Reflecting the severity of the crime of trafficking, a conviction carries penalties ranging from imprisonment for a term not less than two years and not exceeding twenty years and/or a fine. In terms of Sri Lanka’s global commitments, the GoSL ratified the Palermo Protocol in June 2015 and has also signed the “SAARC Convention on Preventing and Combating Trafficking in Women and Children for Prostitution”. Sri Lanka is an active member of the Bali Process that aims to support and strengthen practical cooperation on refugee protection and international migration including human trafficking and smuggling and other components of migration management in the Asia-Pacific region (Committee on the Protection of the Rights of All Migrant Workers and Members of Their Families, 2016, p. 17)
In terms of forced labour, Sri Lanka has ratified the ILO Convention on Forced Labour (1930) and the International Protocol P029 of 2014 to the Convention Concerning Forced or Compulsory Labour that came into effect in 2014. According to the ILO,
The Protocol and Recommendation bring ILO standards against forced labour into the modern era. The new Protocol establishes the obligations to prevent forced labour, protect victims and provide them with access to remedies, and emphasizes the link between forced labour and trafficking in persons. In line with Convention No. 29, the Protocol also reaffirms the importance of prosecuting the perpetrators of forced labour and ending their impunity (as quoted by Zeldin, 2016).
Along with the ratification of the Palermo Protocol, a National Anti-Trafficking Task Force has also been created. The Task Force aims to strengthen the co-ordination among key government stakeholders to increase prosecutions, and to improve the identification and protection of victims. The Task Force consists of 22 representatives from government institutions and is chaired by the Ministry of Justice. Some of the institutions involved in the Task Force include the SLBFE, Ministry of Foreign Employment (MFE), Ministry of Women and Child’s Affairs, Crimes Investigation Division of the Sri Lanka Police, the Ministry of Foreign Affairs (MFA) and the Department of Labour, among several other government representatives. The SLBFE has also
set up a counter-trafficking desk at its head office and maintains both a hotline and a walk-in facility in order to support migrant workers claiming to have been trafficked.
Despite all these efforts, however, there are concerns regarding government regulations that may indirectly push migrant workers to be trafficked.

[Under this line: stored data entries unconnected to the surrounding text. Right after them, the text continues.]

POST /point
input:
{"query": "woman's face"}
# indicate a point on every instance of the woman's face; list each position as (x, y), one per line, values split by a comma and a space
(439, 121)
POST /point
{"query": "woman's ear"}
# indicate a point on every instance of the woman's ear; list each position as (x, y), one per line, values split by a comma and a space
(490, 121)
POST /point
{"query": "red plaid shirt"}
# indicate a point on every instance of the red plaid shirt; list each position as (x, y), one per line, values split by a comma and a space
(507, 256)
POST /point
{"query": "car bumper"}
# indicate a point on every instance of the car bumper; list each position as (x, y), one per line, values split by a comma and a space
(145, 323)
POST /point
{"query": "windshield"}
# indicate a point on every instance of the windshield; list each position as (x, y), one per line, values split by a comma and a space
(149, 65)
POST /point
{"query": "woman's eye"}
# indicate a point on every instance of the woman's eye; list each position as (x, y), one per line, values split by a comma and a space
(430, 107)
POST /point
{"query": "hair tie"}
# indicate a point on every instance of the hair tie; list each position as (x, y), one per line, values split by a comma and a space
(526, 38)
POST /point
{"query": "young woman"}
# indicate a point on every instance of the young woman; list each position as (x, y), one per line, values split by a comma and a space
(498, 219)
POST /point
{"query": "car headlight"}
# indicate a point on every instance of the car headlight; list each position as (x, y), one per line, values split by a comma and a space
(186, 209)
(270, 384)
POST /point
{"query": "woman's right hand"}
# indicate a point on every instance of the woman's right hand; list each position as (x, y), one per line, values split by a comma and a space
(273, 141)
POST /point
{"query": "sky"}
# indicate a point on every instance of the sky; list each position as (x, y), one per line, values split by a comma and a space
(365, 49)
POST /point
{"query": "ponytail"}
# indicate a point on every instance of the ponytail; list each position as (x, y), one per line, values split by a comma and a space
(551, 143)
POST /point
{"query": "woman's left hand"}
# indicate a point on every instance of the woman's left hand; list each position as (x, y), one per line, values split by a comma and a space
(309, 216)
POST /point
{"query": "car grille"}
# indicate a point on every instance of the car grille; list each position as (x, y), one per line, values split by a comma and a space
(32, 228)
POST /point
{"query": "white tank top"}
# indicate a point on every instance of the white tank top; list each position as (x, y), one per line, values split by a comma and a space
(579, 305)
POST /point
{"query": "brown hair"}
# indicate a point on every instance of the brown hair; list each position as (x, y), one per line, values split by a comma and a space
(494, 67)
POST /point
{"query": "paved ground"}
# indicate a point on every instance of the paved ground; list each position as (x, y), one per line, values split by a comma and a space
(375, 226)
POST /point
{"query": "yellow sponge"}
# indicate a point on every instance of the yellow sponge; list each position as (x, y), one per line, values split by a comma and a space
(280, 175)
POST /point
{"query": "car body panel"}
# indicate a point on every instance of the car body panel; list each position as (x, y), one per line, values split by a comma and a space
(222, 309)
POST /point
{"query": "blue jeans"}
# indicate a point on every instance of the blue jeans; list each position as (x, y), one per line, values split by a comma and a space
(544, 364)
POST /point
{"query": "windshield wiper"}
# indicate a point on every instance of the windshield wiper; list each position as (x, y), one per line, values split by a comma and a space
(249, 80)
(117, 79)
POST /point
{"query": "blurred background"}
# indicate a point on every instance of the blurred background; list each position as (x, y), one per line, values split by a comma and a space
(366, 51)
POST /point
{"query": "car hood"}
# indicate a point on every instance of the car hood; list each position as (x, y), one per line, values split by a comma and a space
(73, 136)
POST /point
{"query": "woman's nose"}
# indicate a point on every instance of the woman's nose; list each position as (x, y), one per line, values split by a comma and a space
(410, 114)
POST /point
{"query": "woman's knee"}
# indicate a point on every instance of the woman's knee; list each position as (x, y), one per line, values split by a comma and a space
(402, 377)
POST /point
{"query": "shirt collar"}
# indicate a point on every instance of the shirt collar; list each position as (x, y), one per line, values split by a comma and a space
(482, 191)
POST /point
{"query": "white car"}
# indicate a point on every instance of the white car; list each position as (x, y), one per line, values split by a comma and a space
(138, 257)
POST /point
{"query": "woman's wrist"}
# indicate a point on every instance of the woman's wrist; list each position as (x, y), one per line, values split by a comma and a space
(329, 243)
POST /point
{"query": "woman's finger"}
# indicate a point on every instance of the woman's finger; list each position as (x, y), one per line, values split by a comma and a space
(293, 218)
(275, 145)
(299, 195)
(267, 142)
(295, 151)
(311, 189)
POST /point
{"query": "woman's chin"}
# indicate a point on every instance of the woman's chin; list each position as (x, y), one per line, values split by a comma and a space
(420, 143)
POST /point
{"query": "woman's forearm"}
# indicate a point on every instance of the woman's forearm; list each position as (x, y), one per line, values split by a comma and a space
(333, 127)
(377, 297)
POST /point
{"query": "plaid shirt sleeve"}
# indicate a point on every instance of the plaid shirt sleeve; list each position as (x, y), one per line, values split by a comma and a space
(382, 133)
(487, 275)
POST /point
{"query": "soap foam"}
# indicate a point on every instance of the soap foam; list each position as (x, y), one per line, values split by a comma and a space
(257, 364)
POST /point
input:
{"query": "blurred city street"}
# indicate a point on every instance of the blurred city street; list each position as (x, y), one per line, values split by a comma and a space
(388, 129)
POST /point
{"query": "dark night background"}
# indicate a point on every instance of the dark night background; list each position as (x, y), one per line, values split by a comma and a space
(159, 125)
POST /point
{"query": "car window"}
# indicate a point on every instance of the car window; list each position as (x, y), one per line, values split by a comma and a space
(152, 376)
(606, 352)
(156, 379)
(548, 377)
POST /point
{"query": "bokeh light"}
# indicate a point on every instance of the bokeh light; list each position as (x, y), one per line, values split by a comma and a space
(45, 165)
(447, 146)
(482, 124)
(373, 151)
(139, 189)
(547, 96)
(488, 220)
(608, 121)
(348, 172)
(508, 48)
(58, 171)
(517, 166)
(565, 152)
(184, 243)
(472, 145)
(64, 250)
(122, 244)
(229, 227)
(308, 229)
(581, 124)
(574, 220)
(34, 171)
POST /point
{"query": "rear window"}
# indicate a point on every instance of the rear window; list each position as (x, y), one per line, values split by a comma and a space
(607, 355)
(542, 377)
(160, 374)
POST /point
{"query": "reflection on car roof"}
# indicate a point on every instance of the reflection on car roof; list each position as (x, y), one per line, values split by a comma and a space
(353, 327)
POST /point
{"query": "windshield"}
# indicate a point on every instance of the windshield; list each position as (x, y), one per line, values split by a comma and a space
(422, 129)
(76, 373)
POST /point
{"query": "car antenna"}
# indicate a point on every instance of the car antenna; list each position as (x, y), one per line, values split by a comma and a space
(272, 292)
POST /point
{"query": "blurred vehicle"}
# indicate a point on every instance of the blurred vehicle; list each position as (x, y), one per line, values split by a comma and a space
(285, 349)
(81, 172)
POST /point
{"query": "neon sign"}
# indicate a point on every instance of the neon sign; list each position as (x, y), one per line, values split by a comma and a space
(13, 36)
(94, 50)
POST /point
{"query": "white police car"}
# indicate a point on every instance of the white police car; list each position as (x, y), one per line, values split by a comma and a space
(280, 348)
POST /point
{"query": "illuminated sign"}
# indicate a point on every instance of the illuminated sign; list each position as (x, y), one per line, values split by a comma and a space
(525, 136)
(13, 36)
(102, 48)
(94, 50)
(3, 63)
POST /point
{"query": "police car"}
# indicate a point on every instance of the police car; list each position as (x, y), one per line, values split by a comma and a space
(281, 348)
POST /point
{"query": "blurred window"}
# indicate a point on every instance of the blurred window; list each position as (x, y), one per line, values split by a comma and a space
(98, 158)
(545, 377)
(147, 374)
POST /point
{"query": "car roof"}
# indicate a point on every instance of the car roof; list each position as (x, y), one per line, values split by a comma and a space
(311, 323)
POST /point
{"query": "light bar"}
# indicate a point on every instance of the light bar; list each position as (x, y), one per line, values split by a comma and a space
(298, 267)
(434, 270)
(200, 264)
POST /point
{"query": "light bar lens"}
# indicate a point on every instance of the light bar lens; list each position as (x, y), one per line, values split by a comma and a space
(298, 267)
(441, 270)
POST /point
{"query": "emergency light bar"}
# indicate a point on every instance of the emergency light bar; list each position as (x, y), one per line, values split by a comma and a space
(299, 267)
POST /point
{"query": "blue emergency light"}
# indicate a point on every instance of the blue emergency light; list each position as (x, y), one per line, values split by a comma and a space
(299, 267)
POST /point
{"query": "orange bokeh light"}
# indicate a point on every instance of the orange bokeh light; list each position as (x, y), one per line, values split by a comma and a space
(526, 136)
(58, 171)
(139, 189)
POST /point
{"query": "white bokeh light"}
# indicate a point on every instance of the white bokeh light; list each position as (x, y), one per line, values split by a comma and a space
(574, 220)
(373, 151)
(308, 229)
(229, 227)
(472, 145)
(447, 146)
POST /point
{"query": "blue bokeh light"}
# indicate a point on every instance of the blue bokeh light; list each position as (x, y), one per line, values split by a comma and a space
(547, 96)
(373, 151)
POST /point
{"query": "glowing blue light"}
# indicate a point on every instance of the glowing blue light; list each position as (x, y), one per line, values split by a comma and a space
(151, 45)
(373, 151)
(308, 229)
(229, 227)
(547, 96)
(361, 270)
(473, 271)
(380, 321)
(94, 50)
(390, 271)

The Family Background Report (FBR) has been cited by both the Trafficking in Persons (TIP) report in 2018 and others as increasing the likelihood of women being trafficked.
The government maintained specific requirements for migration of female migrant workers including those migrating for domestic work, which observers stated increased the likelihood women would migrate illegally and therefore heightened their vulnerability to human trafficking (UNODC, 2018).
With several major efforts currently underway to address this key issue, the ILO Office for Sri Lanka and the Maldives commissioned the Centre for Poverty Analysis (CEPA) to carry out a scoping study to examine the presence (and the nature) of human trafficking and forced labour in the international labour migration process. The remainder of the report details the methodology, literature review, and the findings of the study. In light of the current scope of work being carried out to address human trafficking within the international labour migration process, it is expected that the findings will help better design and target prevention and protection efforts to counter trafficking and forced labour.
The forced labour indicators drawn up by the ILO on the basis of The Forced Labour Convention, 1930 (No. 29), are more useful. Rather than viewing forced labour as an element arising out of human trafficking, human trafficking is embedded within forced labour. These indicators thus reflect a spectrum of actions that are exploitative in nature and include, abuse of vulnerability, deception, restriction of movement, isolation, physical and sexual violence, intimidation and threats, retention of identity documents, withholding of wages, debt bondage, abusive working and living conditions, and excessive overtime.